There are very few people who actually have the wealth that would allow them to take advantage of this law.

It's like giving everybody the right to all the money in a vault and giving ten people the combination. The practical effect of this is that those 10 people have 100% control over what is in the vault - and can fight it out among themselves as to how they will exercise control. They can divide it up into 10 equal piles, if they please. But they don't have to give even an iota of thought to the rest of us who are locked out. The content of the vault is, for all practical purposes, theirs.

There were a lot of other options to consider.

One option that I have often dreamed would have been implemented would have called for auctioning off these resources in small lots over time. The highest bidder gets ownership of those resources. However, the money raised would go to providing health and education resources to the very poor.

Under this type of system, everybody would benefit - even the poorest of the poor. Yet, the wealthiest of the wealthy would still be able to harvest a profit for themselves (assuming that the highest bidder had a profitable use in mind for the resource).

But . . . you know . . . why share when you don't have to?

It will likely take a few decades before people start to recognize the significance of this law. At the time that those resources actually start to be harvested, we will see just how much wealthier the wealthiest of the wealthy have become, and how little the rest of us have gotten in the bargain.

For a while, people will be inclined to read this posting and shrug their shoulders. It does not change their lives in the near future. It would have changed the lives of some a few decades down the road if the wealthy was purchasing these rights from institutions that would use it for the public good, but it is not like something we are accustomed to has disappeared. Instead, something that we could have had has been lost.

Literally, people who own 50% of all of the wealth on Earth now also own - for all practical purposes - 100% of the wealth that is not on Earth.

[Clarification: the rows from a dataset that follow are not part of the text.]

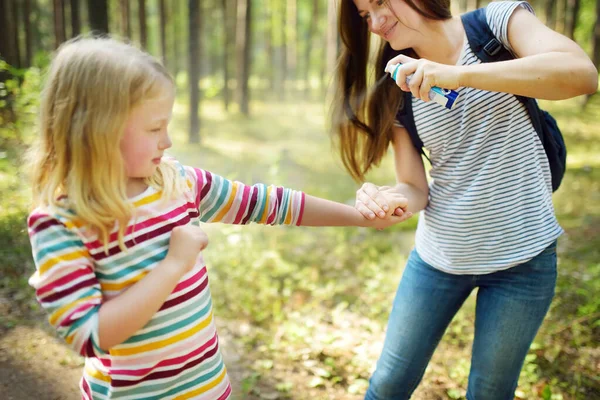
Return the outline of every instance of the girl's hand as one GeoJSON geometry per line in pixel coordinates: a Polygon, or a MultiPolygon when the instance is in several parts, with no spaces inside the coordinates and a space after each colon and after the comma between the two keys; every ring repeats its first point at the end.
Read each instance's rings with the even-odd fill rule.
{"type": "Polygon", "coordinates": [[[437,86],[443,89],[458,89],[460,87],[460,67],[456,65],[438,64],[424,58],[414,59],[403,54],[392,58],[385,67],[385,71],[393,74],[392,64],[402,64],[398,67],[396,84],[405,92],[423,101],[429,101],[429,91],[437,86]],[[410,84],[406,84],[406,77],[411,75],[410,84]]]}
{"type": "Polygon", "coordinates": [[[202,229],[195,225],[176,226],[171,231],[169,251],[165,260],[167,265],[181,268],[182,275],[189,272],[194,265],[198,254],[208,246],[208,236],[202,229]]]}
{"type": "Polygon", "coordinates": [[[412,213],[407,212],[408,199],[402,193],[399,193],[396,188],[376,186],[369,182],[365,182],[356,191],[354,207],[369,220],[394,215],[403,218],[402,221],[404,221],[412,216],[412,213]]]}

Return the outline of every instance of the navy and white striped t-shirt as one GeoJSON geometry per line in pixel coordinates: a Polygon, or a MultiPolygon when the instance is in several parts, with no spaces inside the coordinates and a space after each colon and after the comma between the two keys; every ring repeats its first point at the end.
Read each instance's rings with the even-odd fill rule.
{"type": "MultiPolygon", "coordinates": [[[[498,1],[488,24],[510,49],[508,20],[526,2],[498,1]]],[[[478,64],[466,35],[457,65],[478,64]]],[[[430,199],[416,249],[453,274],[486,274],[530,260],[562,229],[550,167],[527,110],[514,95],[460,88],[453,110],[413,98],[419,136],[432,161],[430,199]]]]}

If you average out these two numbers, you are going to see the very wealthy become far wealthier and more powerful relative to the reast of us than they are now.

That is the future that HR 2262 will help to create for us.


Nathan Nguyen said...

If people begin to recognize that the law is disastrous, couldn't it simply be repealed? Why think that the law would continue to stay in effect for a long time?

Alonzo Fyfe said...

The law would not be disastrous for everybody. By the time it is noticed by those harmed, there will be some very entrenched and powerful interests in place to see to it that the law will not be repealed.

ScottF said...

I'm not so worried about this becoming too entrenched. First of all, since the mineral extraction is still done subject to US laws, it can certainly be taxed. And those taxes can be increased once this activity becomes more feasible/profitable. Right now it is extremely far away from being profitable. So perhaps we can see this as a slight encouragement for someone to go out and get what they can get with minimal interference the first few times. Once it becomes a regular thing then long-standing entrenched interests of government & peoples can swoop it to regulate it further.